Function is more informative than taxonomy [162] as it provides information on possible mechanisms acting on microbes and on microbe–host interactions, which are important for understanding microbial communities, specially microbiome-related diseases. The loss of a particular function could be more biologically meaningful than the loss of a single or a group of species.
The vast majority of the studies published on the IBD microbiome to date have focused on taxonomy and the reported associations in the IBD gut microbiome are largely limited to identifying high-level taxonomic classification (ranging from phyla to genera) given, for example, the limitations of amplicon gene sequencing for reliable species identification.
Some IBD gut microbiome studies have assessed the change in microbial function compared to healthy subjects.
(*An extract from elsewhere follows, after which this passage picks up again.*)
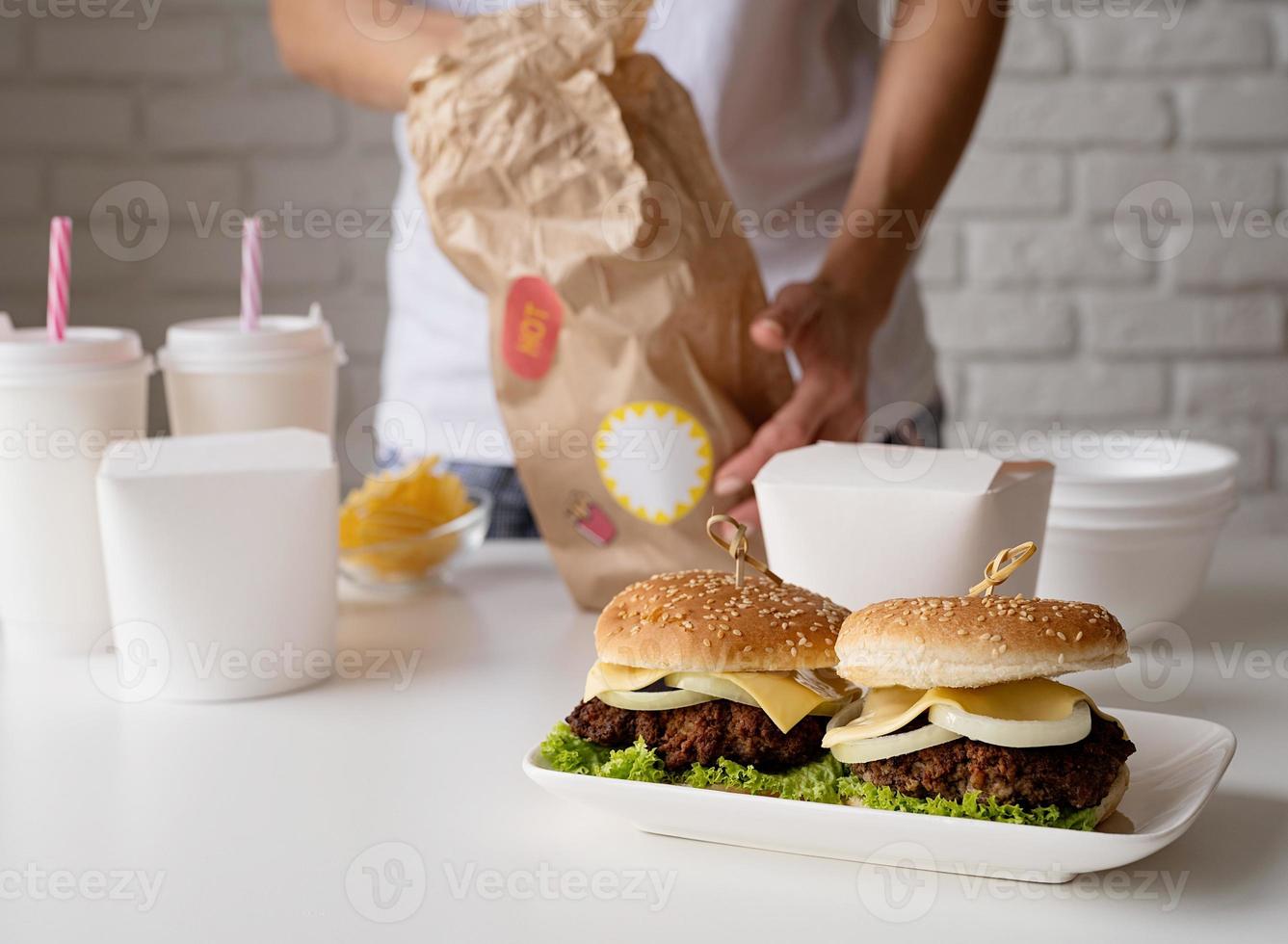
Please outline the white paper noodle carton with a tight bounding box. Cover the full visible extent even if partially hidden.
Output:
[754,443,1054,609]
[98,429,339,700]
Outcomes of such studies showed a quite distinct change in microbial functions, such as fecal tryptic activity, oxidative response or lipid and glycan metabolism pathways [52,80,83,88,132]. Based on these results, it is necessary to redirect the study of dysbiosis from a purely compositional definition to a definition that includes functional changes of the microbiota.
3.2. Dysbiosis in IBD
The microbiome is different among healthy individuals around the globe [163], and the great differences found between the microbiomes of apparently healthy people complicate the definition of a healthy microbiome. Despite this divergence, the vast and diverse microbial gut community lives in relative balance in healthy individuals. Dysbiosis refers to an imbalance in microbial species, which is commonly associated with impaired gut barrier function and inflammatory activity [164]. It encompasses major traits such as loss of beneficial microbes, expansion of pathobionts, and loss of diversity [3] (Figure 1). The following sections will describe the key alterations found in the gut of IBD patients.
Figure 1.
Gut microbiota disturbance in inflammatory bowel disease compared to healthy individuals. Upward arrow indicates increase and downward arrow decrease.
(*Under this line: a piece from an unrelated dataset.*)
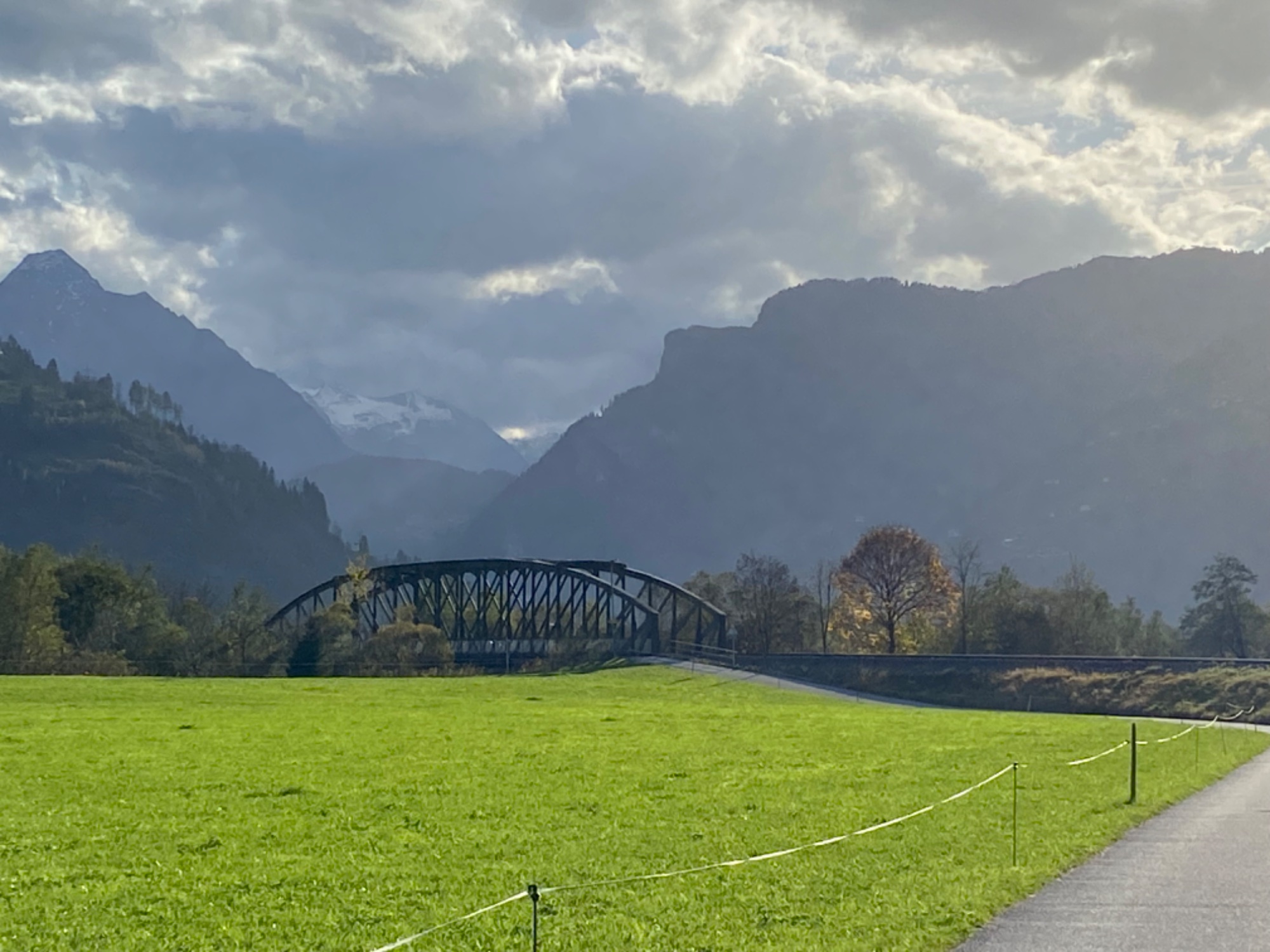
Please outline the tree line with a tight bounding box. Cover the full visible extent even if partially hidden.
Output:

3.2.1. Defining the Gut Microbiome in IBD
Although the gastrointestinal tract contains trillions of resident microorganisms that include bacteria, archaea, fungi and viruses, the studies revised herein highlighted that current research on microbiome is mainly focused on bacteria.
Bacterial Dysbiosis
It has consistently been shown that there is a disease-dependent restriction of biodiversity and an imbalanced bacterial composition associated with IBD. The abundance of beneficial microorganisms such as Clostridium groups IV and XIVa, Bacteroides, Suterella, Roseburia, Bifidobacterium species and Faecalibacterium prausnitzii is reduced, whereas some pathogens such as Proteobacteria members (including invasive and adherent Escherichia coli), Veillonellaceae, Pasteurellaceae, Fusobacterium species, and Ruminococcus gnavus are increased [4]. Most of the studies have revealed that in IBD patients, commensal bacteria are depleted and the microbial community is less diverse [14,22,37,48,80,94,106,108,126,143,150,152,153].
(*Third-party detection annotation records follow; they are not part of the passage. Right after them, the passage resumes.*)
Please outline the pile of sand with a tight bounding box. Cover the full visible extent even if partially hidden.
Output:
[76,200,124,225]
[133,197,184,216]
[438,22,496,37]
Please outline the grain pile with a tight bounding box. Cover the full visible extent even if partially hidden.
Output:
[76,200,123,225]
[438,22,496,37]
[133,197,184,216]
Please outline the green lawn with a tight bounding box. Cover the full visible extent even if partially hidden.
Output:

The increase in the phylum Proteobacteria, which includes multiple genera considered potentially pathogenic such as Escherichia, Salmonella, Yersinia, Desulfovibrio, Helicobacter or Vibrio, has been extensively reported in IBD patients [17,22,34,35,58,76,113,116,126,135,165].
In the Firmicutes phylum, F. prausnitzii, an anti-inflammatory commensal bacterium, is frequently decreased in CD, while less evidence has been reported in UC, where it is sometimes increased and in other studies decreased [14,22,51,59,73,89,109,140,142,166,167]. Specific decrease in Roseburia spp. in patients with IBD has also been consistently noted [56,59,76,99,115,116,130]. Both bacteria are known to be involved in the production of butyrate, an important energy source for intestinal epithelial cells, which strengthens gut barrier function and exerts important immunomodulatory functions [168]. In this same phylum, the mucin degrader R. gnavus is frequently increased in IBD patients’ gut, which may impair barrier stability and contribute to inflammation [38,76,103,111,116,132,140,144].
Fungal Dysbiosis
Despite the large body of literature on the IBD gut bacterial microbiome, little has been published on the gut mycobiome; specifically, only nine studies reviewed herein included fungal analysis.
Fungi are ubiquitous and their presence in the gastrointestinal tract has been demonstrated [169]. It was already evidenced many years ago that antibodies directed against mannoproteins of Saccharomyces cerevisiae (ASCA) were associated with CD, suggesting an inappropriate immune response to fungi in these patients [170].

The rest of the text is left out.